Un
giorno, per la delizia di molti, vi scriverò dei saluti in un terminal
bus. Sono interessanti credetemi. Cosa non si inventano pur di salutare
di più, perché i saluti non bastano mai, anche se chi parte torna dopo
un paio di giorni. Lei è minutissima, dentro uno sgargiante vestito
lungo molto anni '60. Evidentemente avevano fatto male i conti e lui era
salito sul pullman che lo portava a Siracusa
ben dieci minuti prima della partenza.

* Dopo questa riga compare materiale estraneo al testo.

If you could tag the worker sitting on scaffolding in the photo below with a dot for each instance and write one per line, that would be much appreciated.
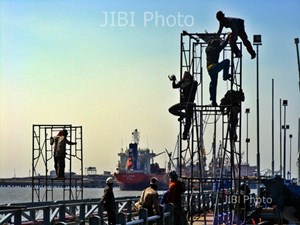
(188, 87)
(231, 106)
(215, 46)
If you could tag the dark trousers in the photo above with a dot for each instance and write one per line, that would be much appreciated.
(242, 34)
(177, 110)
(59, 165)
(213, 73)
(111, 216)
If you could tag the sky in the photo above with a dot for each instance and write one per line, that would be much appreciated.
(103, 65)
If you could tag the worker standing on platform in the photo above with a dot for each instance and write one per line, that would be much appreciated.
(238, 29)
(60, 142)
(108, 201)
(188, 87)
(149, 198)
(215, 46)
(176, 189)
(231, 106)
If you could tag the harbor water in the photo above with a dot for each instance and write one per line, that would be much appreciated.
(24, 194)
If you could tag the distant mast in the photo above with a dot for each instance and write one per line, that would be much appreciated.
(136, 136)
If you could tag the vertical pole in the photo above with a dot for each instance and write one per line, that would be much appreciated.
(291, 136)
(247, 140)
(257, 111)
(272, 127)
(284, 138)
(280, 137)
(298, 151)
(298, 60)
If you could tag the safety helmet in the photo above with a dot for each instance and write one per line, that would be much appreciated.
(173, 175)
(153, 180)
(220, 15)
(110, 180)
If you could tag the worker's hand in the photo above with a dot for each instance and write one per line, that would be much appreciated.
(172, 77)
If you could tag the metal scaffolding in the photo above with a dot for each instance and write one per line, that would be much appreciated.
(209, 125)
(44, 182)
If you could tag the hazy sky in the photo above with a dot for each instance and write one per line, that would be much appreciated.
(103, 65)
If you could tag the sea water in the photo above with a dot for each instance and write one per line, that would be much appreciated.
(10, 195)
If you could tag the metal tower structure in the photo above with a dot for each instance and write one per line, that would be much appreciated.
(44, 181)
(209, 125)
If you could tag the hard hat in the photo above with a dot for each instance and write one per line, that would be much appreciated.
(173, 175)
(110, 180)
(153, 180)
(220, 15)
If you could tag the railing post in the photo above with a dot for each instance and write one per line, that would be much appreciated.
(100, 209)
(46, 215)
(62, 212)
(82, 211)
(121, 218)
(161, 220)
(95, 220)
(17, 217)
(170, 219)
(143, 214)
(129, 209)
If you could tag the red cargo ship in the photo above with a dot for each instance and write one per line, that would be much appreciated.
(136, 167)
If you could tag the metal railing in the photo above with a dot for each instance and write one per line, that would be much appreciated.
(87, 211)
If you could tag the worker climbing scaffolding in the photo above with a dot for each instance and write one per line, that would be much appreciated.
(184, 109)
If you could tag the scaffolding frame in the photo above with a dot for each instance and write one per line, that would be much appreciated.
(191, 155)
(44, 184)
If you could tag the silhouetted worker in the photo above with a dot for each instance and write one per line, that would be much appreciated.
(60, 142)
(244, 203)
(238, 29)
(188, 87)
(176, 189)
(149, 198)
(215, 46)
(108, 201)
(231, 106)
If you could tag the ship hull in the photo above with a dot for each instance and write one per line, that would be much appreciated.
(139, 181)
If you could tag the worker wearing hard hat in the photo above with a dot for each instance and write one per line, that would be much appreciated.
(108, 201)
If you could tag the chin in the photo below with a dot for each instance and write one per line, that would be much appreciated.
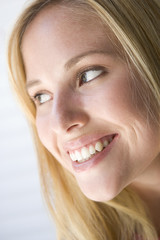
(101, 194)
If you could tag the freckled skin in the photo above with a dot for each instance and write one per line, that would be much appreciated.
(103, 105)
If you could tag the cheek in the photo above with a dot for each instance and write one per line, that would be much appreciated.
(44, 133)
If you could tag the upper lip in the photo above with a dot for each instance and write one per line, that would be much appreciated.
(83, 141)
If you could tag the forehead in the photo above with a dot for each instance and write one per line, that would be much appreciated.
(58, 34)
(66, 24)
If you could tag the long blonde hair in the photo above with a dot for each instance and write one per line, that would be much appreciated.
(136, 24)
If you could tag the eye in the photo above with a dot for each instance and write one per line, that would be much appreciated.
(41, 98)
(90, 75)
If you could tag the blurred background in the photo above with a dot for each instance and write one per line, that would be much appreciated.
(23, 215)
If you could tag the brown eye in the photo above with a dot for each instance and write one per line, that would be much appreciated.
(90, 75)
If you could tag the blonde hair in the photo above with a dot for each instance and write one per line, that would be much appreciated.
(136, 24)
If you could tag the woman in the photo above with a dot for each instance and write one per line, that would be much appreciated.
(87, 74)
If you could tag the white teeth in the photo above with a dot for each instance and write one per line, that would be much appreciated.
(85, 153)
(78, 155)
(105, 143)
(73, 157)
(92, 150)
(99, 146)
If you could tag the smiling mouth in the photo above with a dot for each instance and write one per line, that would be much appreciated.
(87, 152)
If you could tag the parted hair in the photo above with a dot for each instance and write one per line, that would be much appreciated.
(136, 25)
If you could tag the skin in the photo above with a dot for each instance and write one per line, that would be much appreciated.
(102, 106)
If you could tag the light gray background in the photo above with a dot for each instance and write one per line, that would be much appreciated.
(23, 215)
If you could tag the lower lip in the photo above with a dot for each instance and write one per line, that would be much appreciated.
(80, 167)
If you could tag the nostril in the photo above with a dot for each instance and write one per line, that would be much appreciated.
(73, 126)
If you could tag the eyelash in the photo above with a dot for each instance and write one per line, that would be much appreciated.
(92, 68)
(79, 76)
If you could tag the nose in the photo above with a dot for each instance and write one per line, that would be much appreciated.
(67, 112)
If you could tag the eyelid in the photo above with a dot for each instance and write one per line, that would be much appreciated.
(90, 68)
(39, 93)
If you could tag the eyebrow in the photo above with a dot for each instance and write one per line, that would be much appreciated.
(73, 61)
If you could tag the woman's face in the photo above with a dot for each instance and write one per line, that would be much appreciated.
(86, 116)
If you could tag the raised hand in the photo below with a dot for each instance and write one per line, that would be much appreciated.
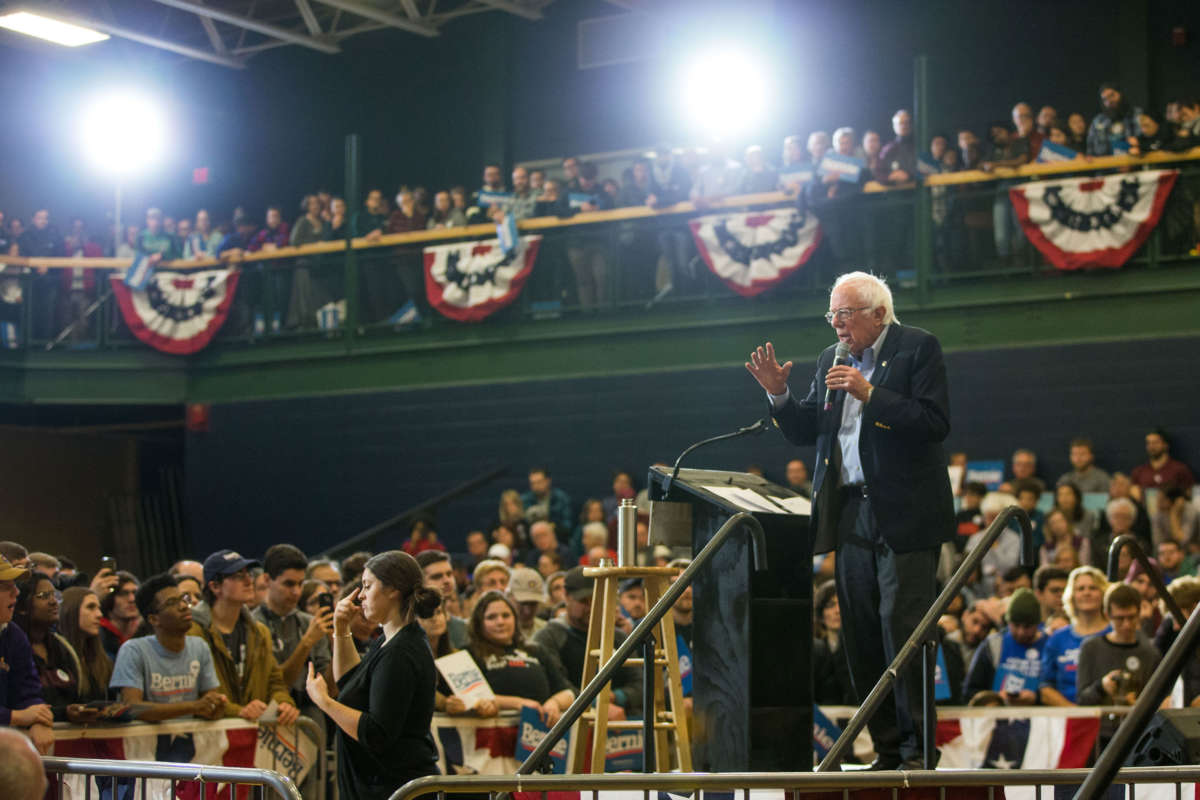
(767, 371)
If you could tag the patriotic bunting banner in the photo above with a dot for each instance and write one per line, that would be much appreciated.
(228, 743)
(754, 252)
(174, 311)
(1084, 222)
(473, 280)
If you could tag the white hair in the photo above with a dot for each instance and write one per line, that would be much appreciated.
(871, 290)
(995, 501)
(1121, 503)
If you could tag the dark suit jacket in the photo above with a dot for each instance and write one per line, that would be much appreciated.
(900, 444)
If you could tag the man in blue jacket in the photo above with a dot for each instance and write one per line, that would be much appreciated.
(881, 491)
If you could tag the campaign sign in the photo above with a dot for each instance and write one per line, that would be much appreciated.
(796, 176)
(487, 197)
(989, 473)
(846, 168)
(466, 678)
(825, 733)
(579, 199)
(1053, 152)
(532, 731)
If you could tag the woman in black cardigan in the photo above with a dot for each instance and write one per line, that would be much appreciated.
(385, 698)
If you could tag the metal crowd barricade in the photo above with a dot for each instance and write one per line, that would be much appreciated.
(141, 773)
(947, 783)
(285, 752)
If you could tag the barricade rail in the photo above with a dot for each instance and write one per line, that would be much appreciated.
(797, 782)
(1032, 170)
(141, 773)
(646, 260)
(311, 728)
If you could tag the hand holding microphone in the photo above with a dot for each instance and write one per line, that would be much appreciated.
(843, 376)
(839, 358)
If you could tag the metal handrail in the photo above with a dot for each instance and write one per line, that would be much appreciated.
(683, 782)
(833, 758)
(1131, 542)
(369, 535)
(282, 786)
(1151, 697)
(538, 757)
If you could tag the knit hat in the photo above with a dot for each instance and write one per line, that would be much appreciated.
(526, 585)
(1024, 607)
(10, 572)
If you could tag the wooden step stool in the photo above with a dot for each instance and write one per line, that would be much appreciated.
(600, 648)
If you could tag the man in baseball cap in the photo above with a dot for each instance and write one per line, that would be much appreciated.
(564, 639)
(1009, 661)
(528, 591)
(225, 563)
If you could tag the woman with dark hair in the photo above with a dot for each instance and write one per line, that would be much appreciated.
(1068, 499)
(831, 669)
(517, 672)
(58, 666)
(79, 625)
(385, 697)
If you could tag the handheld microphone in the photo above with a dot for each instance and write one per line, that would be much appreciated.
(839, 356)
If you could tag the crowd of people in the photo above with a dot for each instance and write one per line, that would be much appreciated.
(232, 636)
(969, 228)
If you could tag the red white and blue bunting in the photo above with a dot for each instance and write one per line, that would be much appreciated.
(1085, 222)
(177, 311)
(471, 281)
(754, 252)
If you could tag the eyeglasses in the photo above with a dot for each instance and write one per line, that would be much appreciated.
(843, 314)
(180, 602)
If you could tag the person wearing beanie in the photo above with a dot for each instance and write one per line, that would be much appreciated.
(1009, 661)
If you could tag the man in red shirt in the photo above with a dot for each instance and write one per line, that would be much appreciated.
(1161, 470)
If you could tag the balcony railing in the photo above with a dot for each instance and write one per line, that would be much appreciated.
(642, 248)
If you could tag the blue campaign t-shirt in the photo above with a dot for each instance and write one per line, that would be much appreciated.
(162, 675)
(1020, 665)
(1060, 660)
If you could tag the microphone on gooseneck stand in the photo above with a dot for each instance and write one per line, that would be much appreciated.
(839, 356)
(757, 427)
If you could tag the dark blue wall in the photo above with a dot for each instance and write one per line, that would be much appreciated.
(317, 470)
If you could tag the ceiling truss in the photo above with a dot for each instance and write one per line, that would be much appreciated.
(228, 32)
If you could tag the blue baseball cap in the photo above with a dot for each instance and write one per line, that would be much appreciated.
(225, 563)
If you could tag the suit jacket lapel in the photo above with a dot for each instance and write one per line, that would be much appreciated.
(883, 359)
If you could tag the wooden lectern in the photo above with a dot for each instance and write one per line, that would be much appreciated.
(751, 631)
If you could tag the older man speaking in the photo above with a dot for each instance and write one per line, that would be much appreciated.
(881, 491)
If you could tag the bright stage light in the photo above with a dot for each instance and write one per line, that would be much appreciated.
(52, 30)
(123, 132)
(725, 92)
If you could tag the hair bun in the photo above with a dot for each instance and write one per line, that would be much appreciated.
(426, 601)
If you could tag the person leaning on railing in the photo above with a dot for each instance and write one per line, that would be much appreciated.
(1083, 599)
(385, 698)
(168, 674)
(21, 693)
(57, 662)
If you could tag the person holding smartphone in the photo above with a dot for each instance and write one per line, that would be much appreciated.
(385, 697)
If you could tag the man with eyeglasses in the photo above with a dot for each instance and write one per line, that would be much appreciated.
(1114, 667)
(168, 674)
(881, 492)
(121, 617)
(241, 645)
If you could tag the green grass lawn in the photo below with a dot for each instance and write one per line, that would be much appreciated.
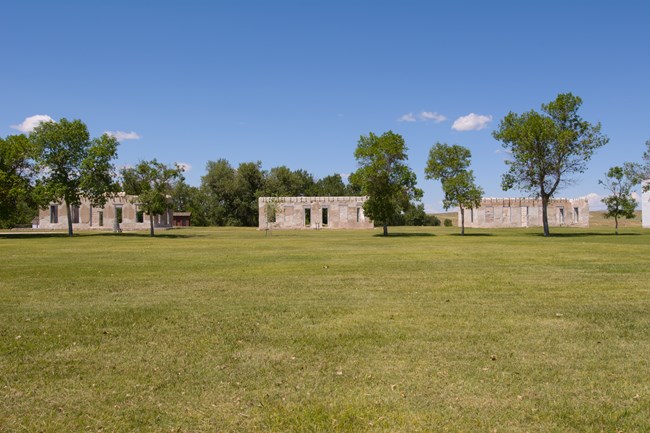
(230, 330)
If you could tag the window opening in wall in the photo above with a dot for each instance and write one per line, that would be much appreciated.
(489, 214)
(118, 213)
(307, 216)
(74, 210)
(524, 216)
(139, 214)
(506, 214)
(54, 214)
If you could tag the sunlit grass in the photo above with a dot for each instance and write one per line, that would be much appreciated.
(235, 330)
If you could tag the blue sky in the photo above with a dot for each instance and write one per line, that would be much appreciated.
(297, 82)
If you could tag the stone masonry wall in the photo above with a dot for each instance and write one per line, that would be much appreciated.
(527, 212)
(313, 213)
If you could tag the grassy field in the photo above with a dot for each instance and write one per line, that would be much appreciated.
(230, 330)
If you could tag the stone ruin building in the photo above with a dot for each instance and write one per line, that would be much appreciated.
(527, 212)
(87, 217)
(313, 213)
(645, 207)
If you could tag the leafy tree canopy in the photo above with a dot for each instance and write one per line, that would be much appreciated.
(547, 148)
(153, 183)
(450, 165)
(619, 182)
(384, 177)
(71, 164)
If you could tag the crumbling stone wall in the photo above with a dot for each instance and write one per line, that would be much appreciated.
(101, 218)
(313, 213)
(645, 207)
(527, 212)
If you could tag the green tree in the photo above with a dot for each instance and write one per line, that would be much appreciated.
(382, 175)
(16, 181)
(249, 182)
(449, 165)
(218, 184)
(545, 149)
(153, 183)
(187, 198)
(71, 165)
(640, 171)
(620, 204)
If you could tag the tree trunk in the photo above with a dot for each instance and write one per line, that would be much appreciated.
(462, 221)
(545, 200)
(68, 208)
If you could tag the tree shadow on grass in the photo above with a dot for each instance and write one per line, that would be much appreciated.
(43, 235)
(403, 235)
(36, 235)
(582, 234)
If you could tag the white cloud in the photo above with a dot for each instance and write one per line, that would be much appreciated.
(32, 122)
(185, 166)
(408, 117)
(471, 122)
(432, 115)
(121, 135)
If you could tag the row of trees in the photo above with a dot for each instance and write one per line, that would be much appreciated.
(59, 160)
(546, 149)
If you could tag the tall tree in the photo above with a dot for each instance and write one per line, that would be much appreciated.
(449, 165)
(641, 171)
(384, 177)
(71, 165)
(153, 183)
(218, 184)
(547, 148)
(187, 198)
(620, 204)
(16, 181)
(249, 182)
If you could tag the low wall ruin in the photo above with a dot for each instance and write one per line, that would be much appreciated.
(313, 213)
(527, 212)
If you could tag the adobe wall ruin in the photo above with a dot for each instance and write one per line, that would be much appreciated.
(88, 217)
(527, 212)
(313, 213)
(645, 206)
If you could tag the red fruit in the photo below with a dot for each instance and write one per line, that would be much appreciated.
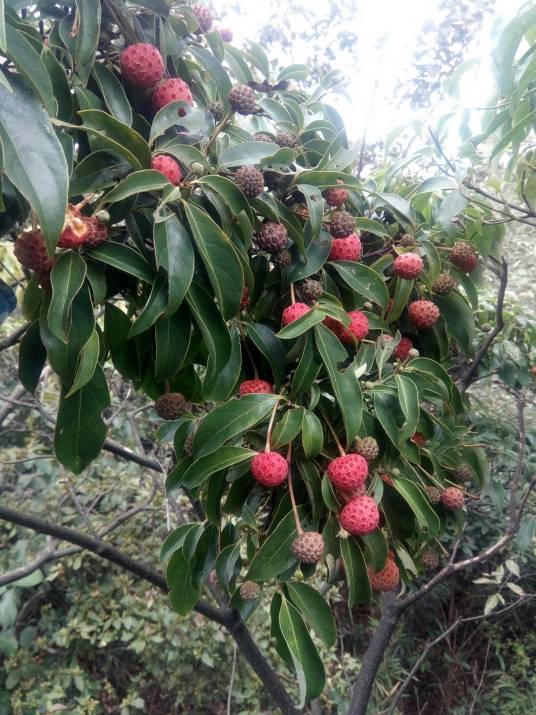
(96, 233)
(269, 468)
(452, 498)
(258, 387)
(171, 90)
(348, 472)
(31, 252)
(357, 329)
(167, 166)
(402, 349)
(360, 516)
(141, 65)
(336, 196)
(387, 579)
(346, 249)
(245, 298)
(423, 313)
(74, 231)
(408, 265)
(293, 312)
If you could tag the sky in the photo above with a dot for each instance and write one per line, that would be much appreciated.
(387, 34)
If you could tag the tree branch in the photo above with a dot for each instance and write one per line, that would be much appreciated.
(467, 377)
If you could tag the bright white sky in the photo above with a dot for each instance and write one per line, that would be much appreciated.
(387, 32)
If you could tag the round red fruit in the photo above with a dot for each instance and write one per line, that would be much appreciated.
(171, 90)
(408, 266)
(255, 387)
(141, 65)
(360, 516)
(293, 312)
(348, 472)
(167, 166)
(346, 249)
(269, 468)
(423, 313)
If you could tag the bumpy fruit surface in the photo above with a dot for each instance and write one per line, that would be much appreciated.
(423, 313)
(242, 99)
(387, 579)
(310, 290)
(203, 15)
(367, 447)
(282, 258)
(216, 109)
(357, 329)
(141, 65)
(170, 405)
(429, 560)
(250, 591)
(293, 312)
(342, 224)
(408, 266)
(96, 233)
(167, 166)
(31, 252)
(273, 237)
(346, 249)
(464, 472)
(452, 498)
(433, 494)
(464, 256)
(255, 387)
(360, 516)
(336, 196)
(402, 349)
(309, 547)
(269, 468)
(348, 472)
(171, 90)
(444, 284)
(250, 180)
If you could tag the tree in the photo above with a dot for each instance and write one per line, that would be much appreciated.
(191, 222)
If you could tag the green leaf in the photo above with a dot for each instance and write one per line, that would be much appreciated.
(113, 93)
(119, 136)
(124, 258)
(301, 325)
(88, 363)
(363, 280)
(175, 254)
(408, 396)
(87, 38)
(356, 572)
(315, 610)
(32, 357)
(345, 385)
(29, 63)
(267, 342)
(288, 428)
(246, 153)
(312, 434)
(33, 158)
(426, 517)
(229, 420)
(67, 277)
(80, 430)
(225, 457)
(219, 258)
(307, 663)
(275, 556)
(153, 308)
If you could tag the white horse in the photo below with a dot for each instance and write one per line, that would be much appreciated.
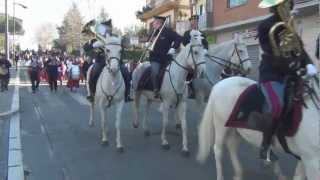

Si era posizionato al penultimo
posto lato finestrino per potere continuare a vederla e soprattutto
parlarle. Come? Con l'alfabeto muto, quello che abbiamo imparato tutti
da piccoli. Freneticamente si scambiavano piccole frasi d'amore, e poi
mimavano le lacrime e il dolce dormire mettendo le due mani sotto la
guancia. Era lei che lo invitava a riposare durante le tre ore che lo
separavano dalla destinazione. Dieci minuti volano via se ti separano
dall'amato, e non bastano, non bastano mai. Il pullman parte, lei
indietreggia senza paura per non perdersi gli ultimi sguardi, il pullman
incalza e la stringe al muretto, non si sposta e vince. Non me la sento
di dirle di andare via, lei si siede e guarda il pullman che va via. Mi
avvicino da dietro el le dico: non è il caso di morire per così poco,
tornerà sicuramente. Lei si gira mi guarda con i lacrimoni e mi dice: lo
so, ma è cosi brutto vederlo andare via. Le sorrido, mi sorride e va
via.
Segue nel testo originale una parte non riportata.